Il limite di questa innovativa tecnica è il reperimento delle aree idonee per lo stoccaggio di CO2. Questa particolare roccia, infatti, non è presente su tutto il pianeta. Inoltre, non è pensabile, per i costi e per le difficoltà oggettive, trasportare attraverso una rete di piping la CO2 nelle aree adatte.
Altra possibilità in studio è la creazione in laboratorio di un microorganismo che, posto in particolari condizioni, si comporti alla stregua di un macrofago, fagocitando la circostante anidride carbonica ed eliminandola definitivamente.
Sbiancare le nuvole per raffreddare il pianeta
Su un altro versante della ricerca, alcuni scienziati di chiara fama nei loro rispettivi settori ritengono che a tutt’oggi l’unica soluzione pianificabile e praticabile su tutta la superficie del globo terrestre, sia quella di deflettere i raggi solari diretti sulla superficie terracquea in modo che la temperatura del globo diminuisca. Questa tecnica viene definita come “Riduzione della T° per mezzo dello sbiancamento delle nuvole”.

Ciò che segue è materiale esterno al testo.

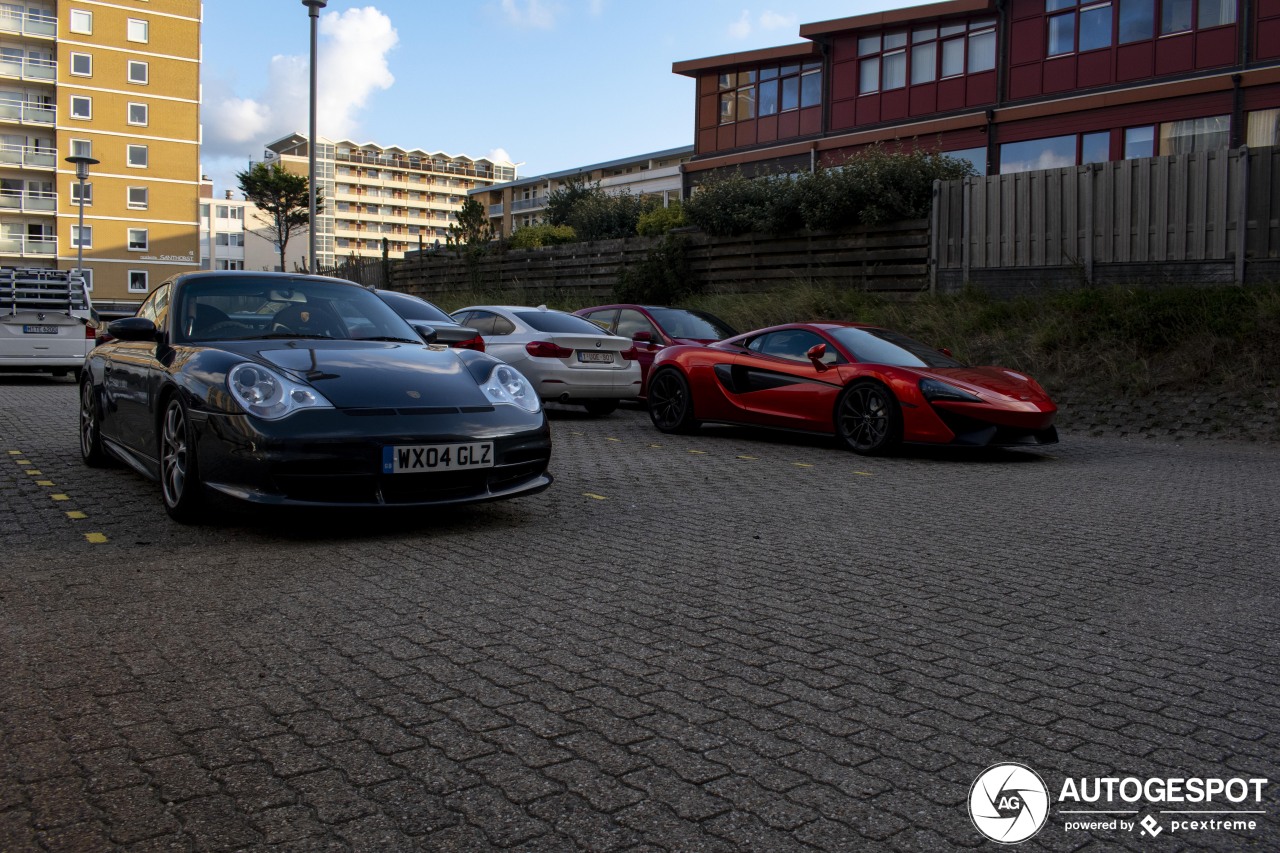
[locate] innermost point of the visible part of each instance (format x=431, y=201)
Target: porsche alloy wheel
x=91, y=428
x=671, y=405
x=868, y=419
x=179, y=482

Questo nuovo procedimento, realizzabile in mare aperto tramite appositi nebulizzatori, è stato studiato dai ricercatori del Carnegie Institution Department of Global Ecology e dell’Indian Institute of Science. In sostanza, ci spiegano gli scienziati, se riusciamo a produrre, nebulizzando acqua marina salata, delle minutissime goccioline di H2O simili a quelle di un aerosol e a “spararle” in cielo come fanno i cannoni sparaneve delle piste da sci, si produrrebbero grandi masse di nuvole biancastre che sarebbero in grado di deflettere i raggi solari verso lo spazio, con diminuzione della temperatura media del globo.
A detta degli scienziati che si occupano del progetto questa è l’unica vera ed efficace soluzione al problema, fattibile su tutta la superficie della Terra.

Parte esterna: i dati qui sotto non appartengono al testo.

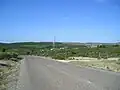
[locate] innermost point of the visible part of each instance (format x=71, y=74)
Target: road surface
x=42, y=74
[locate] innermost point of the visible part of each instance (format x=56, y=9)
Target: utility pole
x=54, y=43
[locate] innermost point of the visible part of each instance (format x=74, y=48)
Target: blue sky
x=68, y=20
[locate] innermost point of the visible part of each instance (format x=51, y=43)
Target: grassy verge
x=104, y=64
x=9, y=74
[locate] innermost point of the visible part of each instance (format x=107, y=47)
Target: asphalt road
x=42, y=74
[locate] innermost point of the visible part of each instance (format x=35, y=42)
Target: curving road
x=42, y=74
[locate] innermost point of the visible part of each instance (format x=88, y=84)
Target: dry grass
x=111, y=65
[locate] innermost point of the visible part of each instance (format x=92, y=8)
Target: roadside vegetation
x=97, y=54
x=8, y=68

Una soluzione molto rischiosa
Purtroppo anche questo sistema nasconde un grosso rischio, che gli stessi ricercatori non nascondono. I costi dell’iniziativa sono elevati, quindi potranno farsene carico solo i paesi ricchi del Nord del Mondo. Non sarebbe invece alla portata dei paesi poveri.
Un’iniziativa del genere, però, perché sia efficace e non vada incontro al fallimento, deve partire unitariamente e contemporaneamente in tutto il mondo con un accordo internazionale preliminare e una ratifica finale. Se in alcune aree del pianeta non verrà messa in atto la procedura, potrebbero verificarsi degli effetti rebound sul clima molto gravi, tanto da rendere inutile l’intervento o addirittura peggiorare la situazione climatica rispetto ai parametri di partenza. Le conseguenze sarebbero inimmaginabili: innalzamento della T°, forti turbolenze dei flussi ventosi, fenomeni atmosferici estremi, impossibilità della navigazione aerea e navale.
Una responsabilità per i paesi ricchi
Il filmato ci mette di fronte a tutte le soluzioni finora studiate, i tempi che mancherebbero al tracollo del pianeta e alla scomparsa delle forme di vita presenti, i costi dei progetti e i rischi. Il messaggio che Friday For Future Milano lancia è il seguente: i paesi ricchi dovranno sopperire alle carenze economiche dei paesi poveri affrontando i costi del progetto. Tanto più che questi paesi hanno inquinato di più con il loro modello produttivo. Si tratta di un principio di giustizia climatica e sociale. Il futuro è nelle nostre mani e nelle nostre casse. Spetta a noi agire con intelligenza e civiltà per il bene di tutti.
Il docu è ben calibrato, comprensibile, divulgativo. Sarebbe auspicabile che venisse proiettato in vari circuiti cinematografici: cineclub, sale d’essai, scuole e università.